In our case, the eccentricity is given as \( \frac{3}{4} \). This means our ellipse is quite stretched but not to the maximum extent, as maximum stretch at \( e = 1 \) would result in a parabola. Having eccentricity helps understand the curviness and shape of the ellipse.

A vital part of an ellipse's geometry is the semi-major axis, denoted as \( a \). This is the longest radius of the ellipse and runs from the center to the furthest point on the edge of the ellipse. Think of it as the long radius of an oval shape.

• The semi-major axis is crucial in determining the overall size of the ellipse.
• The length of the semi-major axis helps in calculating other features, such as the ellipse's area and its eccentricity.

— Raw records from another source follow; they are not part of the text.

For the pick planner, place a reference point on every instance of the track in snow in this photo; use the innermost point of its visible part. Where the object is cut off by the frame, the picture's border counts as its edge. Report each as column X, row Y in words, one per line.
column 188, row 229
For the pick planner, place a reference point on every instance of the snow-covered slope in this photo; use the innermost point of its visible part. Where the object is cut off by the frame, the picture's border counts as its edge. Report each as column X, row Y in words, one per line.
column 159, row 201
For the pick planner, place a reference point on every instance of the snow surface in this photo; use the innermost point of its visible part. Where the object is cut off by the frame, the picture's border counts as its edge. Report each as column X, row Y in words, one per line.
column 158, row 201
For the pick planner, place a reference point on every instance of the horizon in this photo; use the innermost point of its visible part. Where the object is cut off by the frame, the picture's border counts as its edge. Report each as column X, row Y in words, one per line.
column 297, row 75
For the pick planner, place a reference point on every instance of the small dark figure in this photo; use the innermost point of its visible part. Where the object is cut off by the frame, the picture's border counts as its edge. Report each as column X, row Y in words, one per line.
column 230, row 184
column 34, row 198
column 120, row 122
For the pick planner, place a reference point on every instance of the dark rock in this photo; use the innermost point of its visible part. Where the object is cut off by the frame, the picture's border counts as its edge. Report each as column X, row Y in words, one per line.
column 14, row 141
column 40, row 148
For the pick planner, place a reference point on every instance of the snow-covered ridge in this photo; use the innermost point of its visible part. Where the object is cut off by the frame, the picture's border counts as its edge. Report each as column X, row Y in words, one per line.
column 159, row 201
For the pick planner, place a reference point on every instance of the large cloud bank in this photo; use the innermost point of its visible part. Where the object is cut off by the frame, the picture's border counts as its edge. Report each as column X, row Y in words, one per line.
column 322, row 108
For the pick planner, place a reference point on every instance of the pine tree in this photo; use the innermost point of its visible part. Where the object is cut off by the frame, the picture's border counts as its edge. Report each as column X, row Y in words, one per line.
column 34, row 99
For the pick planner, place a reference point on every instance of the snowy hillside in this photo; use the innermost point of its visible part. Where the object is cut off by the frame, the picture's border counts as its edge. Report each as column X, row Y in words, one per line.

In the exercise, the vertices given are \((0, \pm 4)\), so the semi-major axis length is \( 4 \). Since the vertices lie along the y-axis, it indicates our ellipse is vertically oriented. Thus, \( a = 4 \) and this guides us to configure the ellipse equation properly.

Another important element of an ellipse is the semi-minor axis, represented by \( b \). The semi-minor axis is the shorter radius of the ellipse and is perpendicular to the semi-major axis.

• It represents how "narrow" the ellipse is compared to its length.
• It can be calculated using the formula \( b^2 = a^2 - c^2 \).

In our example, we've established the semi-major axis \( a = 4 \) and found \( c = 3 \) using the eccentricity. So, using the formula, we calculate \( b^2 = 16 - 9 = 7 \), making \( b = \sqrt{7} \). The semi-minor axis influences the width of the ellipse, creating that classic oval shape.

Vertices are the points where the ellipse intersects its axes and are crucial in defining its size and orientation. For our ellipse, the vertices are located at \((0, \pm 4)\).

• These points lie on the semi-major axis, showing the furthest extent of the ellipse from its center along this direction.
• The number and position of vertices help define both the major and minor axes.

With the vertices at \((0, \pm 4)\), we know the semi-major axis is vertical. This information was instrumental in forming the equation of our ellipse: \( \frac{x^2}{7} + \frac{y^2}{16} = 1 \). The vertices guide the placement and scaling of the ellipse on the coordinate plane.